The United States was not prepared when World War II began, and the first offensive military help it was able to muster to Britain was a few B-17 bombers and crews in early 1942. But that number quickly grew and two years later, the 457th's four squads began flying missions. By the war's end, they had flown 236, losing 83 aircraft in the process. Husband Art's uncle had been one of its pilots.
And now, these many years later, some of the fellows who flew those missions as young men in their late teens or early 20s were again gathering - this time with their wives, children, other relatives and friends.
In the days that followed, nowhere did the stories flow more freely than in the memorabilia room. It had tables along all of the walls and a double row of tables down the center. Most were covered with notebooks jammed full of documents, photos, newspaper clippings and letters - about events that took place more than 60 years ago. Each group and squad had unique patches and at one table, new ones could be purchased as souvenirs.
I saw Larry McMahon paging through one of the notebooks. I had met him at the reunion in England last year. He had just discovered a picture of his crew in one of the albums. I asked what his role had been, but could have guessed by his small stature. Only small men could get into the cramped quarters the ball turret gunner had to work in.
I had seen many of the materials in England, but there were some that were new to me. One book, Nose Art, contained pictures of various items painted on the fuselage at the front of the plane. Many were just words such as "Kraut Krusher" or "Home James," but scantily-clad women were also popular with names such as "Tis Me" or "Oh, Kay!" It made me think of similar ones I had seen in my Uncle Stan's photo albums of his time in the Pacific as an aircraft mechanic.
Two other notebooks contained planning maps, indicating the location, altitude and headings during each portion of the corresponding mission. Art was going through one when one of the fellows asked, "Look up September 9, 1944. That was my first mission."
Art did and reported, "It says Ludwigshafen."
"I remember it as Mannheim," replied the soldier.
"You're right," Art answered. "The detailed report says Ludwigshafen was covered by clouds, so Mannheim was bombed instead."
Similar interactions between younger attendees and the old soldiers of the Fireball group, as the 457th was called, continued throughout the reunion.

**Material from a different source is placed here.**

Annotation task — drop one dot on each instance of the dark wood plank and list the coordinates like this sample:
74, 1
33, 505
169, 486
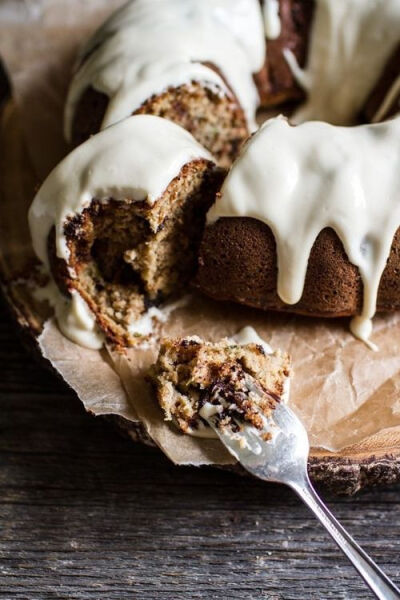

The events were capped by a closing banquet during which the gavel was passed to the new association president -- a gavel containing part of the Miss Ida, one of the planes that crashed and burned, killing all but one of its crew.
Last year Art discovered his former boss at K-State was also a pilot in the 457th. So we sat with John and his wife Mildred during the banquet, along with Clara and Mavis, the widows of John's bombardier and radio operator.
Mavis was petite with hair swept up and sparkling eyes. When the 1940s-era music began, she told me she and her husband would have been the first on the dance floor. Clara said Mavis had told her she had a notion to grab one of the guys and say, "You're not dead yet. Let's dance!" Eventually she got a dance with John.
The first 457th Bomb Group reunion was in Topeka in 1973, when most of the men were near 50. Now that most are in their 80s and older, it's not likely there will be too many more reunions. More than 40 association members have died in just the past two years, including a friend of John's whom we had spent an evening with in England.
"Old soldiers never die, they just fade away," the association president said to the assembled group, quoting from General Douglas MacArthur's farewell speech to Congress. MacArthur's phrase came from a World War I British barracks ballad, which was a parody of a 19th century gospel book.
But the men and their stories haven't faded away yet. At least for this weekend, we were privileged to be with the old soldiers and to take a sentimental journey with a few of them.